On December 11, 2006, the inspectors reviewed inspection documentation where the licensee noted degradation considered to be due to MIC that reduced the pipe wall thickness. The licensee had experienced through-wall failures in SW piping due to MIC as late as 2004 (IR 05000266/2005010; 05000301/2005010) and inspection results from 2001 through 2006 showed that portions of the SW pipe suffered varying degrees of wall thinning due to this mechanism. The licensees experience with this flaw mechanism should result in an inspection methodology to identify and characterize the flaws. Flaw characterization was important for the licensee to be able to evaluate piping integrity issues, including operability and Code compliance, to make decisions on supplemental examinations of other sections of pipe, and to adjust inspection frequency, as necessary, of the flawed section of pipe.

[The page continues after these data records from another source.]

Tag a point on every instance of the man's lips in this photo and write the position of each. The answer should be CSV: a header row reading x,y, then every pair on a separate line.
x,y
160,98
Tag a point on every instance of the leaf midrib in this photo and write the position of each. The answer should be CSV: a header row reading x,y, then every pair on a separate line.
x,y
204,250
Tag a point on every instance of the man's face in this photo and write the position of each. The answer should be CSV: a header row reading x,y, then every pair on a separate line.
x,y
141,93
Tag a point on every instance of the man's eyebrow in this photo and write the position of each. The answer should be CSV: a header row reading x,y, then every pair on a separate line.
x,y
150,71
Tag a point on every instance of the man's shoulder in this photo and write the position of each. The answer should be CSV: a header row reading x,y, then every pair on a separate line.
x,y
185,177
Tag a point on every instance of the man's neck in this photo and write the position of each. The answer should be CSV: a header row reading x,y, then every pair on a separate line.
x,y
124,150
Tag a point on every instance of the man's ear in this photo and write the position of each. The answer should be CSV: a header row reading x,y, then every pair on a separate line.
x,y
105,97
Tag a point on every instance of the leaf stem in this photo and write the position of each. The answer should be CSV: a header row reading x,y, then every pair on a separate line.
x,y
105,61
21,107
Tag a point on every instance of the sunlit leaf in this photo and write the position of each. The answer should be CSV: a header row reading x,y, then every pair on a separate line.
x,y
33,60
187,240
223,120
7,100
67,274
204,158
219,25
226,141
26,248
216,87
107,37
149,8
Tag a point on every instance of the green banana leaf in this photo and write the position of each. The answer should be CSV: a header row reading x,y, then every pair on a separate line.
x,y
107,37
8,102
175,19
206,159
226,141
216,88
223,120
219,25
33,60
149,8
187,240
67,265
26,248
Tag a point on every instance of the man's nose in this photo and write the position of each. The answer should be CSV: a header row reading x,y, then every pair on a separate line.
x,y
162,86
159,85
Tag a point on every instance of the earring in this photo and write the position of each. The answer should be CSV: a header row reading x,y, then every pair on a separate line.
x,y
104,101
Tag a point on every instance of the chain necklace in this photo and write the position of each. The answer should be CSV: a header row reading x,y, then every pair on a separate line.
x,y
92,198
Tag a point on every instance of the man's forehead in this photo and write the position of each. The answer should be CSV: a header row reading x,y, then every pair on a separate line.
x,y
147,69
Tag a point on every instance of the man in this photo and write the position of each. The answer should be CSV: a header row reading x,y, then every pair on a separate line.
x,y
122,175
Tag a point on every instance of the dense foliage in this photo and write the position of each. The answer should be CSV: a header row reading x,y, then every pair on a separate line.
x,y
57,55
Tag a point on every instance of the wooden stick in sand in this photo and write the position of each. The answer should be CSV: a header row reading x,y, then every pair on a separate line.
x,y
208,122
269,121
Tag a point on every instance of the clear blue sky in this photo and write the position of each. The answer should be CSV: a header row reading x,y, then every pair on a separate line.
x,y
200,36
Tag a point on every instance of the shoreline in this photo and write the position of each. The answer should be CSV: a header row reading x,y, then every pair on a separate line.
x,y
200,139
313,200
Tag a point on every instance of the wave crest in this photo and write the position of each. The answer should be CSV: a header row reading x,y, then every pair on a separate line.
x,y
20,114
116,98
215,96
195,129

The licensee used radiographic examination to identify wall degradation in sections of pipe determined to be most susceptible by engineering evaluation.

Use of radiography was allowed by procedure (corporate), FP-PE-SW-01, Service Water and Fire Protection Inspection Program Procedure, Revision 2.

The procedure contained suggested inspection methods for SW piping determined by engineering evaluations to be most susceptible to MIC. The licensee opted to use the radiographic examination technique referenced in the procedure. The radiography procedure used was capable of identifying areas affected by MIC but only provided wall thickness data at the tangent points to the radiographic source, typically the top, bottom, and two sides. However, these locations were not likely to correspond to the worst area of degradation in the pipe segment examined or to areas of identified MIC nodules. No additional volumetric exams were conducted to characterize the areas of observed MIC or determine the most severe wall thickness reduction in the pipe section examined.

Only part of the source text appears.